Friday, 14 January 2022

Cheers

Which group would be out of the church premises first, the Pilates class or the Townswomen’s Guild? It would be nicer for Deanery Chapter to meet in the church rather than the hall, but that would require the former to vacate, and they were lingering as I put out biscuits and a carafe of coffee on a trolley. We ended up in the hall, as the ladies of the Townswomen’s Guild were long gone, but Pilates can’t be rushed.

‘I reckon there’ll be six of us’, predicted the vicar of Watwood, the deputy area dean, explaining that the dean himself, the rector of Tophill, was absent at another engagement. In the end he was wrong by a factor of 100%, but those twelve souls took quite a while to gather, grappling with the challenging parking situation in the centre of Swanvale Halt.

We shared how Christmas had gone. Through all our different local permutations of services, whether we tried to sustain the normal diet of worship or slim it down, move carol services outside our buildings or restrict numbers, the leitmotif throughout was just trying to get through it all and being grateful that we did.
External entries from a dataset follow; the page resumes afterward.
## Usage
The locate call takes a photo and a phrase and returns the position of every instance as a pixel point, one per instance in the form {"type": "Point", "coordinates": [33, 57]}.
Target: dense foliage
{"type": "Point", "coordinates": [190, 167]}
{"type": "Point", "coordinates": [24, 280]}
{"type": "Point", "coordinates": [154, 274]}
At Ackbury Hill the curate-in-charge held a Crib Service for eight people, two of whom were her own children: ‘I felt so deflated’. At Thawton the vicar was persuaded by her congregation (she looks after more than one church) that nobody would turn up on Christmas Day because they were all too worried about the Plague, and so there was no service; then she was invited to carols in the village pub on Christmas Eve and found several of the congregation, singing perfectly happily at the tops of their voices, clearly having decided that setting was much less risky than a church. This was the parish whose Profile asked for a priest who ‘won’t keep talking about discipleship like the previous vicar did’. Rebecca at Charlington had enquired about sabbatical leave and had been told ‘You can forget about that – no matter how long you stay in this diocese we won’t get through the backlog that’s ahead of you’. I can’t quite picture the authorities putting it that bluntly, but even so.

We were all getting a bit morose until John from Campham called us back to why we were all ordained: the Ordinal’s words of ‘speaking the Word in season and out of season’ take our attention away from the circumstances of the moment and back to God’s time, which is what we represent.

That may have been the thinking behind the crib scene at Holy Trinity Hawley, a visit I will describe on another occasion: it included an elephant.